Il ruolo dell’Università e il tema della prevenzione
Ad aprire il confronto è stato il rettore dell’Università di Foggia, che ha sottolineato il ruolo dell’ateneo nel dibattito sui temi sociali e della legalità.
“La nostra Università è sempre attenta ai problemi sociali e siamo ben felici di ospitare a Foggia questo convegno”, è stato evidenziato nel corso dell’incontro.
Al centro del dibattito il tema della prevenzione antimafia e della capacità dello Stato di intervenire prima che le organizzazioni criminali riescano a infiltrarsi nel tessuto economico e amministrativo.
“La prevenzione antimafia dovrebbe intervenire prima delle infiltrazioni mafiose a carico di società o enti pubblici”, è stato ribadito durante il confronto.
Melillo: “La Capitanata invasa dalla criminalità organizzata”
Nel suo intervento, Giovanni Melillo ha tracciato un quadro estremamente duro della situazione in provincia di Foggia.
“Purtroppo è così, e lo dico da foggiano. Foggia originariamente non era terra di mafia, lo è diventata, ed oggi il territorio della Capitanata è invaso da fenomeni legati alla criminalità organizzata, dall’economia illegale allo sfruttamento del lavoro”.
Il Procuratore nazionale antimafia ha spiegato come il convegno rappresenti non soltanto un momento di riflessione teorica, ma anche un’occasione concreta per analizzare la capacità del sistema di prevenzione di fronte all’evoluzione delle mafie.

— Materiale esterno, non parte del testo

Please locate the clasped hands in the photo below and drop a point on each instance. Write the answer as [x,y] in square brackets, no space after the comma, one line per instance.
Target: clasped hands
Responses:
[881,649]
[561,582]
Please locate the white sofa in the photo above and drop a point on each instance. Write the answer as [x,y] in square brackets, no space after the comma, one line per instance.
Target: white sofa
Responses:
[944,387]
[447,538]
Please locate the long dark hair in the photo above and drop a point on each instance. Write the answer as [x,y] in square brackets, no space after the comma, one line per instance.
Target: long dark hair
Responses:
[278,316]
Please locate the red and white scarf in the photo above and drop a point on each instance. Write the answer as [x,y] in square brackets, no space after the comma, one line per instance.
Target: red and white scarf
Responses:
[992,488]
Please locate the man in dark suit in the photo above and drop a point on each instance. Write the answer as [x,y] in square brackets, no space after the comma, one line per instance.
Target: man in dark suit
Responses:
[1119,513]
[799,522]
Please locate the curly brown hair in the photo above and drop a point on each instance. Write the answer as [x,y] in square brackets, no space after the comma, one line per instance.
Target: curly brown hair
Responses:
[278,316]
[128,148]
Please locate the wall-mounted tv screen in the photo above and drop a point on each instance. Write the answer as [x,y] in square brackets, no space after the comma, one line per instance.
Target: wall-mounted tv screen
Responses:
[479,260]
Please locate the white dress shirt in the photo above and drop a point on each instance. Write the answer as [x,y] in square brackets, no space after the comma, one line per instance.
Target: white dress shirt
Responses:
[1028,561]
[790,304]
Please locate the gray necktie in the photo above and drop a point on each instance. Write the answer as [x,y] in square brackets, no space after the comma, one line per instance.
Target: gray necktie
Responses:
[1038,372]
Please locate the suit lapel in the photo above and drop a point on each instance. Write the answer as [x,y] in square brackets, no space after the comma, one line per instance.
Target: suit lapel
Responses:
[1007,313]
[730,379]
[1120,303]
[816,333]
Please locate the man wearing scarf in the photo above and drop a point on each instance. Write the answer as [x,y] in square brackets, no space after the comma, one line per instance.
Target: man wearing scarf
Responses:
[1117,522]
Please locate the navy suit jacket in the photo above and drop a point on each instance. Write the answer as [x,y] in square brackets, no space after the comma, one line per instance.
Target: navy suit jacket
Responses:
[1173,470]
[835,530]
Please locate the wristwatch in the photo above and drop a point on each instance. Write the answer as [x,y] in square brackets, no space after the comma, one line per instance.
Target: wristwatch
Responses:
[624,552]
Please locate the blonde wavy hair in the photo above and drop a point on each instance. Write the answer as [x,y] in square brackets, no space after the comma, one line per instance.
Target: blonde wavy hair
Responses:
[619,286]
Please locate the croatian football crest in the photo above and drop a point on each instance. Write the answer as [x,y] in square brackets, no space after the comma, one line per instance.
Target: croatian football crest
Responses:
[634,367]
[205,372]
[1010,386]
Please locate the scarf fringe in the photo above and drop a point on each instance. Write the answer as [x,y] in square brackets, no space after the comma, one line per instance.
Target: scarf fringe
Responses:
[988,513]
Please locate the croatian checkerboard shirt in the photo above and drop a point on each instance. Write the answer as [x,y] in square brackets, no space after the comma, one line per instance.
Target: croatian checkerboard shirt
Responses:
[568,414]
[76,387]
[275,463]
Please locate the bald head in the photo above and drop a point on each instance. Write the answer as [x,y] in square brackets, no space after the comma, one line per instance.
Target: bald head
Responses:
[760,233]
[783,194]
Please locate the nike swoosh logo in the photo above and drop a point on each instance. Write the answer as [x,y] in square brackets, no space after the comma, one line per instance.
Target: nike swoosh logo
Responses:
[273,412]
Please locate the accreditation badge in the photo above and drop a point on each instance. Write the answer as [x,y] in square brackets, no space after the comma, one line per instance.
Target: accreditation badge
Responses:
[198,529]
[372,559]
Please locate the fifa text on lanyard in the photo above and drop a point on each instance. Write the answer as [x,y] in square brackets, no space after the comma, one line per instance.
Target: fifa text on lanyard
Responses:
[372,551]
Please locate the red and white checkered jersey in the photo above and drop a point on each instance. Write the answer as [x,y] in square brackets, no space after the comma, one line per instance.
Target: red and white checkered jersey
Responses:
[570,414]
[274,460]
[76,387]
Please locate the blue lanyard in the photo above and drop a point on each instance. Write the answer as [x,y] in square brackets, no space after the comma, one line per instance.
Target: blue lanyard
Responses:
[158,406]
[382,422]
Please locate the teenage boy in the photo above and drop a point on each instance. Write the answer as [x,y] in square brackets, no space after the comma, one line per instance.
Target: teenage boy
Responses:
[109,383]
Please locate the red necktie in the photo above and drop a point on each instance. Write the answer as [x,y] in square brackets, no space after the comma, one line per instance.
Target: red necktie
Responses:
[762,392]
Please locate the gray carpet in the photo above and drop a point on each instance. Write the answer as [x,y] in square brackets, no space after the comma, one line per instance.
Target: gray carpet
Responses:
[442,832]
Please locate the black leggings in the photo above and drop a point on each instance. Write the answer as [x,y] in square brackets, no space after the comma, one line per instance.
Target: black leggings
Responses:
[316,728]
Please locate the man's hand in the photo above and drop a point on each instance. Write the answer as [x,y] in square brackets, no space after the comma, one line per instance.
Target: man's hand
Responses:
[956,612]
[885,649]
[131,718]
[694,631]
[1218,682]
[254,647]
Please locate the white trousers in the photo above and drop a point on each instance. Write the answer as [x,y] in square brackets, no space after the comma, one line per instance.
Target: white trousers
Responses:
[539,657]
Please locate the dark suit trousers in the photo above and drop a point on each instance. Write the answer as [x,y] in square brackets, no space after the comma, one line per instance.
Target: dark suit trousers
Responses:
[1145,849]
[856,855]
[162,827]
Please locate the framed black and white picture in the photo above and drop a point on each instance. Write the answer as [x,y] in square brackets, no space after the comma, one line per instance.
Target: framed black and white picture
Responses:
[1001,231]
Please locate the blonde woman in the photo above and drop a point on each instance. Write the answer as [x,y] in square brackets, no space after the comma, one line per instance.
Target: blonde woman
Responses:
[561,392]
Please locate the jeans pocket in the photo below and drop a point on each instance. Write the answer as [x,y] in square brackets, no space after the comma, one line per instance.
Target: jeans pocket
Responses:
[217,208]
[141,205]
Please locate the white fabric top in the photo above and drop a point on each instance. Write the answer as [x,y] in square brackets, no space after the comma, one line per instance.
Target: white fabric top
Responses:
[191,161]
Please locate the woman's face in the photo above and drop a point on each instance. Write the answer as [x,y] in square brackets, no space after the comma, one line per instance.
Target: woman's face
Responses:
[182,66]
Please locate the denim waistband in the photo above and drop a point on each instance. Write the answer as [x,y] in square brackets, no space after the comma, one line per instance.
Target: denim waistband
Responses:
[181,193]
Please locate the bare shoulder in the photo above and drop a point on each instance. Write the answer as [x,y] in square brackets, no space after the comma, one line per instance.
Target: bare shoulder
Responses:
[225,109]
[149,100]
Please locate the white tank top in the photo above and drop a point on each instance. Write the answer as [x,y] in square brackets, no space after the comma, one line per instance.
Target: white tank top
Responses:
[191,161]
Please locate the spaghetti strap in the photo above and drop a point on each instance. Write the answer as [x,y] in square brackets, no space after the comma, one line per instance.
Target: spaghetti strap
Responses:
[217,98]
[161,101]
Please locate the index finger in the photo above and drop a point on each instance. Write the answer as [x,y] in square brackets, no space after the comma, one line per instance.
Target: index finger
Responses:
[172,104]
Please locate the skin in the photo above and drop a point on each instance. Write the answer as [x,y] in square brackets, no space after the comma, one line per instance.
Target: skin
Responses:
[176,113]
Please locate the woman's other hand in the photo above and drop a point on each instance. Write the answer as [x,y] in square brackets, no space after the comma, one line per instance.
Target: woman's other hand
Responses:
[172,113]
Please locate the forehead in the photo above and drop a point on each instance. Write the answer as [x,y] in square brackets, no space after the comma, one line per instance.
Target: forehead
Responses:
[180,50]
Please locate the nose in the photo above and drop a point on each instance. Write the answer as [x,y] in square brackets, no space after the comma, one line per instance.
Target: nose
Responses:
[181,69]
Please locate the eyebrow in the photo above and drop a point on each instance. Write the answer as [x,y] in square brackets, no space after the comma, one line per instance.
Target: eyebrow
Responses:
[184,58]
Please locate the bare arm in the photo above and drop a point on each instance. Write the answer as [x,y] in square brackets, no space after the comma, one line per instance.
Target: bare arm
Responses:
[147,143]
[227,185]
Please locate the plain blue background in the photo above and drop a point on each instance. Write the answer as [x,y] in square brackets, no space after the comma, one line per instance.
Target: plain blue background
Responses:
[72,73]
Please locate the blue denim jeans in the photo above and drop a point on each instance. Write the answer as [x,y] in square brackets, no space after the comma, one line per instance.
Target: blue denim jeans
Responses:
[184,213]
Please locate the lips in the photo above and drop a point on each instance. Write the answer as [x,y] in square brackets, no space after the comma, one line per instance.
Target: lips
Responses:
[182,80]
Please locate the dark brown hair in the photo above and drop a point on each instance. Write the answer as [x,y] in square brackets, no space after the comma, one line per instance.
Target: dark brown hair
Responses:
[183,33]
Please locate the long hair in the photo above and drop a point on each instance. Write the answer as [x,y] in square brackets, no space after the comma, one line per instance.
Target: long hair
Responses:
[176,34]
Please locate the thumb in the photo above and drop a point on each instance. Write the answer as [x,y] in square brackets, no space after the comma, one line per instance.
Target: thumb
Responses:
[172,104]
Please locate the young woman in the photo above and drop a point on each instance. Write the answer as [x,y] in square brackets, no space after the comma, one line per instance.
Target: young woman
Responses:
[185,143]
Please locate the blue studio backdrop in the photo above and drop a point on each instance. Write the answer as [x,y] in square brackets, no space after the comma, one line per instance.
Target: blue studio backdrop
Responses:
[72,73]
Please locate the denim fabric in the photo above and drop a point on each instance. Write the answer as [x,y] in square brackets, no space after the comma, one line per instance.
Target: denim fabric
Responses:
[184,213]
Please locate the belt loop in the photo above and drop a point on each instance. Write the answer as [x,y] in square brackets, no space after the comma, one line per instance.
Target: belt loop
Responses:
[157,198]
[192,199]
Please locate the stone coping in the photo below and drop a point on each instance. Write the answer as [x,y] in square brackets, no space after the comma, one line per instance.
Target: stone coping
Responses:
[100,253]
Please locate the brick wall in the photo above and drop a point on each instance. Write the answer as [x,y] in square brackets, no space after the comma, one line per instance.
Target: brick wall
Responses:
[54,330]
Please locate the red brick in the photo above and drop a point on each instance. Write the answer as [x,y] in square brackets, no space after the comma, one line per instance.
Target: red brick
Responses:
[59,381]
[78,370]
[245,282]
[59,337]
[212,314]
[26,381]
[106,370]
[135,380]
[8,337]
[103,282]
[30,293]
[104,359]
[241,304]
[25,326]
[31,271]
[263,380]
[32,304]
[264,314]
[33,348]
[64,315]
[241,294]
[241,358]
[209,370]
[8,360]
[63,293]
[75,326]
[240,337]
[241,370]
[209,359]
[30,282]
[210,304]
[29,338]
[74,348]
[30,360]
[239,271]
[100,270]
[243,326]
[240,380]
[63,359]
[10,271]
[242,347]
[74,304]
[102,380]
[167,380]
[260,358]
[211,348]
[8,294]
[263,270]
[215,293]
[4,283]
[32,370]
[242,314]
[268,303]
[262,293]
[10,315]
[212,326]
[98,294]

“Il convegno di oggi non è solo un momento di confronto, ma l’occasione per verificare la capacità del sistema di prevenzione”.
Il riferimento ai 21 arresti
Inevitabile il riferimento alla maxi operazione eseguita nelle stesse ore tra Foggia e il Gargano, con arresti legati alle estorsioni della Società foggiana, al duplice omicidio di Apricena del 2017 e all’omicidio di Stefano Bruno.
Per Melillo, l’attività investigativa rappresenta un segnale importante della presenza dello Stato sul territorio, ma non sufficiente senza una risposta collettiva.
“È una risposta forte dello Stato ma c’è ancora molto da lavorare. Serve una reazione della società civile e della politica”.
Il confronto tra magistratura e istituzioni
Il convegno ha visto la partecipazione di magistrati, docenti universitari, rappresentanti istituzionali e operatori del diritto, con l’obiettivo di approfondire il rapporto tra prevenzione amministrativa, contrasto patrimoniale alle mafie e tutela dell’economia legale.
Nel corso degli interventi è stato più volte ribadito come il contrasto alla criminalità organizzata non possa essere affidato soltanto all’azione repressiva delle procure e delle forze dell’ordine, ma debba passare anche attraverso cultura della legalità, formazione e partecipazione civile.